Kecerdasan buatan telah banyak diteliti dan diaplikasikan dalam praktik ilmu kedokteran dalam dekade terakhir ini, misalnya untuk diagnosis kanker dan retinopati diabetik. Hingga kini AI telah diterapkan dalam diagnosis, tatalaksana, dan prediksi risiko penyakit yang mana memudahkan kerja klinisi dengan menginterpretasikan hasil-hasil tertentu dengan lebih cepat dan efisien.
Seiring berjalannya waktu, teknologi AI akan semakin berkembang dan perannya dalam kedokteran kardiovaskular terutama dalam bidang imaging diperkirakan akan semakin meningkat.
Dasar Penggunaan AI dalam Dunia Kedokteran
Di bidang kedokteran, AI dapat diaplikasikan dalam hal diagnosis, tatalaksana, dan prediksi risiko. AI diharapkan dapat melakukan hal-hal berikut:
- Membantu klinisi mendiagnosis suatu penyakit dan mengoptimalkan proses tatalaksana
- Mengurangi angka misdiagnosis dan meningkatkan efisiensi diagnostik
- Mengenali hasil pencitraan dan memberi informasi diagnostik pencitraan yang lebih akurat
- Menyediakan hasil analisis prediksi pasien yang lebih akurat menggunakan analisis big data
- Mendukung penelitian obat-obatan dan meningkatkan efisiensi pengembangan obat baru[1]
Beberapa aspek kecerdasan buatan yang sudah dikembangkan dalam bidang kedokteran, khususnya kardiovaskular adalah machine learning, deep learning, dan cognitive computing.[3]
Machine learning (ML) meliputi berbagai teknik menyelesaikan masalah kompleks menggunakan big data dengan mengidentifikasi pola interaksi antar variabel.
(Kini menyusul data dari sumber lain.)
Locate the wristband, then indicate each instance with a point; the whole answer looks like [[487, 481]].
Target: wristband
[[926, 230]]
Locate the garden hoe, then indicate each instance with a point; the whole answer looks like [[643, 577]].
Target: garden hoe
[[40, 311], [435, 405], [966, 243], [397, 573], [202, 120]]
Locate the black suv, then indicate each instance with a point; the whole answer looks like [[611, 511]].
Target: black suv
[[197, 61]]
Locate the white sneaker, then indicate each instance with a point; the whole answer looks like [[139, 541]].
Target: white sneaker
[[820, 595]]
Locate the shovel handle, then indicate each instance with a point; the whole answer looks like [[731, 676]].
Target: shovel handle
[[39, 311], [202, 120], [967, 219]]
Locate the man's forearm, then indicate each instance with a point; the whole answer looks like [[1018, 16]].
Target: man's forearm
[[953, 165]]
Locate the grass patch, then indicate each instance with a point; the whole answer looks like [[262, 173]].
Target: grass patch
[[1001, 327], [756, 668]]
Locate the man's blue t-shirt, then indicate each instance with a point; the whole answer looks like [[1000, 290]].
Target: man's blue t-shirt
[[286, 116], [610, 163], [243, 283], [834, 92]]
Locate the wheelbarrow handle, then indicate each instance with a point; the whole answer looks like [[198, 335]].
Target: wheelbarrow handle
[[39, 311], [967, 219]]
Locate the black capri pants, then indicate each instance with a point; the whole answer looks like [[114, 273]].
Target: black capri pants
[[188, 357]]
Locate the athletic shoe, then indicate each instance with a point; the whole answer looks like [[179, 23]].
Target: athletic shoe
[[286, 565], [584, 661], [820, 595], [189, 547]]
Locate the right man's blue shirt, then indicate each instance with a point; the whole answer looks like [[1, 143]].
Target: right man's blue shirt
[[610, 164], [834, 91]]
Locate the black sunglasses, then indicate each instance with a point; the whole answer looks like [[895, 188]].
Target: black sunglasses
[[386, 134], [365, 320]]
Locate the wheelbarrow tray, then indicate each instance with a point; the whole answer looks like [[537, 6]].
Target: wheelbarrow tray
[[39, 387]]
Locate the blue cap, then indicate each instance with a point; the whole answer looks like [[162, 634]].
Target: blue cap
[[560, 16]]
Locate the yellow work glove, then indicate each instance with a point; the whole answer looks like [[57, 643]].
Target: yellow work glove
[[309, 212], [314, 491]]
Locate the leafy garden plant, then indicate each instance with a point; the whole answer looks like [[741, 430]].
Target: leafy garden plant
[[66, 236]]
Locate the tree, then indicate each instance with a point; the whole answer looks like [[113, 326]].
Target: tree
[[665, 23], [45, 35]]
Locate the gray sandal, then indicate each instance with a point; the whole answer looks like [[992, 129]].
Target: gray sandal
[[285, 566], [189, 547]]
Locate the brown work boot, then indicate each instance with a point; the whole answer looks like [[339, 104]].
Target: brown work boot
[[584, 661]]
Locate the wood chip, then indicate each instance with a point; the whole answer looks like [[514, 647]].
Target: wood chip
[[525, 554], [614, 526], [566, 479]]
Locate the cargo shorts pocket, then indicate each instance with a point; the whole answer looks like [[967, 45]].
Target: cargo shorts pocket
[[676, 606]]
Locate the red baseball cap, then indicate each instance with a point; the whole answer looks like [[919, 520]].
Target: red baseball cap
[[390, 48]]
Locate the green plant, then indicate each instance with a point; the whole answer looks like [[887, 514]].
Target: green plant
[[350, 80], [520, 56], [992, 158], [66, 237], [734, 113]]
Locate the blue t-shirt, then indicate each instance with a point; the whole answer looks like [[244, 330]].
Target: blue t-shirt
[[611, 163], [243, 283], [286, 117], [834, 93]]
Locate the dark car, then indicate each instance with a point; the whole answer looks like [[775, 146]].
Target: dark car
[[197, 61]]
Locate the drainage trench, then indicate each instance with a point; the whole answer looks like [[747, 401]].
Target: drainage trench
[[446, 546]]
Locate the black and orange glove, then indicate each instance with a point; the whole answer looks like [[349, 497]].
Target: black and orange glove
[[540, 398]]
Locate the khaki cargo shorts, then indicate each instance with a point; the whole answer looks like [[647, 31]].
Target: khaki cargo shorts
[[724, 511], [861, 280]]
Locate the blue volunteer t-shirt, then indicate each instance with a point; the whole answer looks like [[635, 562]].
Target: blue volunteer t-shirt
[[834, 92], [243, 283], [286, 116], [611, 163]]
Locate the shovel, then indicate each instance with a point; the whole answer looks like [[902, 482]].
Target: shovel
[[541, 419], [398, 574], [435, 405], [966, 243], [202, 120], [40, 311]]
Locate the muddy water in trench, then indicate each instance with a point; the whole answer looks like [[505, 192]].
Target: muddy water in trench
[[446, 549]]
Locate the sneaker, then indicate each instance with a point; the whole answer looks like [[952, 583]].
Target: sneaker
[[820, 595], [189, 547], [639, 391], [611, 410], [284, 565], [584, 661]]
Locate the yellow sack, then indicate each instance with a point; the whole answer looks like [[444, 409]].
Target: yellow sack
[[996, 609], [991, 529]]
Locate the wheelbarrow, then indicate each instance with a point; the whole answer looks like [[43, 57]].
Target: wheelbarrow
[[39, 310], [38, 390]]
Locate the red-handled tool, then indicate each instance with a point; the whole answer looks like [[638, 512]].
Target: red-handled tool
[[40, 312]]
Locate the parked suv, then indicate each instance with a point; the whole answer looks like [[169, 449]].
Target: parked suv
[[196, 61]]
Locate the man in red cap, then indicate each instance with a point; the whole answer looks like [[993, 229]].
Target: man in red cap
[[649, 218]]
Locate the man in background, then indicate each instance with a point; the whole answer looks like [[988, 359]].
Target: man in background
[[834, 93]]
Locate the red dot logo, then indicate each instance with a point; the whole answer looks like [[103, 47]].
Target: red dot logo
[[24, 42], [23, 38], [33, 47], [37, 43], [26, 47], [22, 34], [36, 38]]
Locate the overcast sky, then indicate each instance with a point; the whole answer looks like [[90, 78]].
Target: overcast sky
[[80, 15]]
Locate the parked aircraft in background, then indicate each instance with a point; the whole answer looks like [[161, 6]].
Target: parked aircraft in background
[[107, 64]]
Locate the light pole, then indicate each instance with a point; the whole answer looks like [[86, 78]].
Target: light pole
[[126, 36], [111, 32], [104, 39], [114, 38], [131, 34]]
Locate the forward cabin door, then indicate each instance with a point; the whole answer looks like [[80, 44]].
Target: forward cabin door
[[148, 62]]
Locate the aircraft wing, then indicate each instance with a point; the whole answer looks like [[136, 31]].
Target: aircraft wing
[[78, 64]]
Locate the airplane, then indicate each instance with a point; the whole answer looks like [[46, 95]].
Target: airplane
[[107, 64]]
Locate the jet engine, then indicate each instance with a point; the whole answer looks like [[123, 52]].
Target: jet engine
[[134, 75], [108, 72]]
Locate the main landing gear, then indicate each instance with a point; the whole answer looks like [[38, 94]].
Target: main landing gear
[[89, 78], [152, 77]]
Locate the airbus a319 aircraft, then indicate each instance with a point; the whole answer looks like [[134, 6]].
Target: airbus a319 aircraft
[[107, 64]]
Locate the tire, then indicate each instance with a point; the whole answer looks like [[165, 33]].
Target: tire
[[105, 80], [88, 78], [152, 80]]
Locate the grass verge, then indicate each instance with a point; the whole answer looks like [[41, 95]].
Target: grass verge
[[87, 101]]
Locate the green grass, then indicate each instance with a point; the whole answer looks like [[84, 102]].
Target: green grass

ML menggunakan piranti lunak yang memungkinkan komputer untuk mempelajari data, mengidentifikasi pola, dan membuat keputusan. Metode ini sering digunakan dalam pemeriksaan radiologi menggunakan teknologi AI.[3,4]
Deep learning (DL) merupakan bagian ML yang berupaya meniru cara kerja otak manusia dalam memproses data dan menciptakan pola untuk pengambilan keputusan. DL berpotensi digunakan dalam pencitraan kardiovaskular, seperti 2D-speckle-tracking echocardiography, 3D-speckle-tracking echocardiography, angiography, dan cardiac magnetic resonance. DL juga berpotensi dilatih untuk mengerjakan tugas unsupervised learning, seperti interaksi antar obat baru.[3]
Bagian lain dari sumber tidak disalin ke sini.